A new era of higher rates on home and car loans, steeper borrowing costs for businesses and the government - maybe even a bit more return for savers - is about to arrive.
A new era of higher rates on home and car loans, steeper borrowing costs for businesses and the government – maybe even a bit more return for savers – is about to arrive.
That, at least, is the word from most economists. After another solid U.S. jobs report Friday, they say the Federal Reserve seems all but sure to raise its short-term interest rate next month after keeping it pinned near zero for nearly seven years.
It would be the Fed’s first rate hike since 2006. And it would end the aggressive campaign the central bank began after the 2008 financial crisis to save a teetering banking system and energize an ailing economy. While it could take months, the Fed’s moves should eventually drive up interest rates for mortgages, auto loans and other consumer and business borrowing.
”The most advertised and anticipated play” is a Fed rate hike in September, David Kotok, chief executive at money management firm Cumberland Advisors, said Friday after the July jobs report showed that employers added 215,000 jobs and that the unemployment rate held at a nearly normal 5.3 percent. ”Markets, economists, and analysts expect it.”
Not all of them do.
Some economists argue that a September rate increase isn’t guaranteed. They say Friday’s figures showed that some gauges of the job market remain weak. Pay increases, for example, are still sluggish. And hiring hasn’t been strong enough to draw millions of Americans who’ve given up on their job searches back into the hunt.
What’s more, a strong dollar is hurting U.S. exporters and making foreign goods cheaper in the United States, which could shrink inflation even further below the Fed’s 2 percent target.
”A September rate hike is by no means a done deal,” Chris Williamson, chief economist at Markit, said in a research note. ”Low inflation and cooling growth will create powerful arguments against rate hikes.”
Here are three reasons the Fed will likely raise rates when it meets next month – and two reasons it may not.
– STEADY HIRING
In the past seven years, the economy has gone from hemorrhaging millions of jobs during the Great Recession to sluggish and intermittent hiring during the first several years of recovery to consistently strong gains.
In the past two years, employers have added a robust average of 235,000 jobs a month.

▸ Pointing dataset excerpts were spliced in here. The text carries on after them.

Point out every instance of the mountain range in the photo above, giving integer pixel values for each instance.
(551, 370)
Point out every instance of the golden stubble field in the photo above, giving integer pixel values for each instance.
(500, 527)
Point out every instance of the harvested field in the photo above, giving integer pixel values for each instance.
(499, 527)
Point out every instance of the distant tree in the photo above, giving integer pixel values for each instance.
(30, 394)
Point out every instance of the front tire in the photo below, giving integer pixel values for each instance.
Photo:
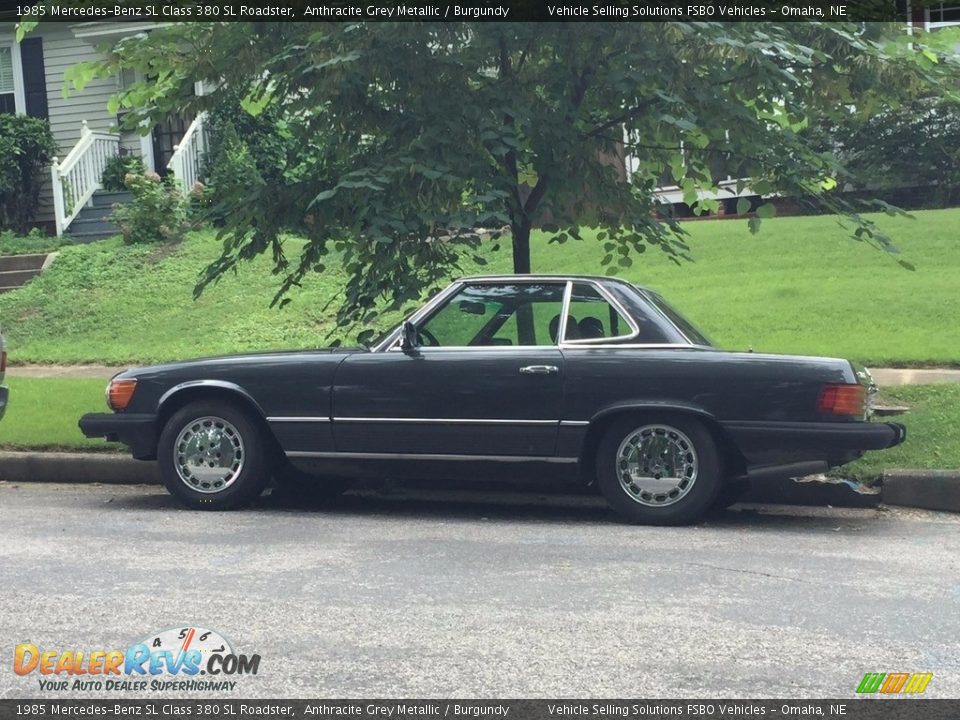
(659, 471)
(213, 456)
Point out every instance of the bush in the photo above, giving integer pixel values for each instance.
(26, 148)
(117, 168)
(158, 212)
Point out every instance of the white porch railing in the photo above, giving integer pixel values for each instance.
(186, 164)
(78, 176)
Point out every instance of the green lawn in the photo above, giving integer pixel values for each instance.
(933, 433)
(34, 242)
(43, 414)
(800, 286)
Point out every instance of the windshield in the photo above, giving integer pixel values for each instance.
(685, 326)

Businesses have added jobs for 65 straight months, the longest such streak on records dating to 1939.
”As long as you’ve got payroll gains above 200,000… this meets the requirement of showing some further improvement in the labor market and strengthens the case for the Fed moving in September,” said Michelle Girard, chief U.S. economist at RBS.
– RELATIVELY LOW UNEMPLOYMENT
The steady job gains have helped reduce the jobless rate to 5.3 percent from 6.2 percent a year ago and 10 percent in 2009. That’s near the 5 percent to 5.2 percent range that the Fed says constitutes a normal job market. Most economists expect the rate to fall even further.

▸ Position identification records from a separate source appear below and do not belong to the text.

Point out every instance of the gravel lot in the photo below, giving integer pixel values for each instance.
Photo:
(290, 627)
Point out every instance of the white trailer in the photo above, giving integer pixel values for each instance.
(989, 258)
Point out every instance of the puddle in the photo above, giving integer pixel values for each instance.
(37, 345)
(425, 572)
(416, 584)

The proportion of adults who either have a job or are looking for one has also stabilized recently. That suggests that stronger hiring has been the main reason unemployment has kept falling.
– ULTRA-LOW RATES HAMSTRING THE FED
Though economic growth is still modest, Fed policymakers need to raise rates from their record lows sooner or later. Rates kept too low for too long could make it hard for the Fed to respond to any future economic slump.
Persistently low interest rates and subpar inflation leave ”less scope for the (Fed) to respond” by cutting short-term rates to ”counteract a weakening in the economy,” Fed Chair Janet Yellen said last month.
Girard said the length of the recovery also points to a hike in September: ”Seven years into an expansion, should you still be sitting at emergency rates?” she said.
All that said, some analysts cite at least two reasons the Fed might put off a rate hike:
– JOB MARKET ISN’T AS STRONG AS IT LOOKS
American’s paychecks are still growing much more slowly than if the job market were really at full health. Average hourly pay rose just 2.1 percent in July from a year earlier – far below the 3.5 percent to 4 percent pace typical in a healthy economy.
That suggests that employers are still managing to find plenty of workers to fill jobs. And some Americans who have given up looking for work might resume their searches if more good openings were available.
Yellen has flagged this shortcoming: ”A significant number of individuals still are not seeking work because they perceive a lack of good job opportunities,” she said in July.
– INFLATION REMAINS TOO LOW
The dollar has risen roughly 14 percent in the past year compared with overseas currencies, which makes imported cars, clothes and food cheaper than U.S.-made products. That’s also depressing an already unusually low inflation rate. Consumer prices rose just 0.1 percent in June compared with a year ago. Excluding the volatile food and gas categories, they’ve risen only 1.8 percent.
Both figures are far from the Fed’s 2 percent target. Though consumers appreciate low inflation, the Fed wants a little inflation as a guard against deflation, which can drag wages down, make consumers slow to buy and make debts harder to pay off.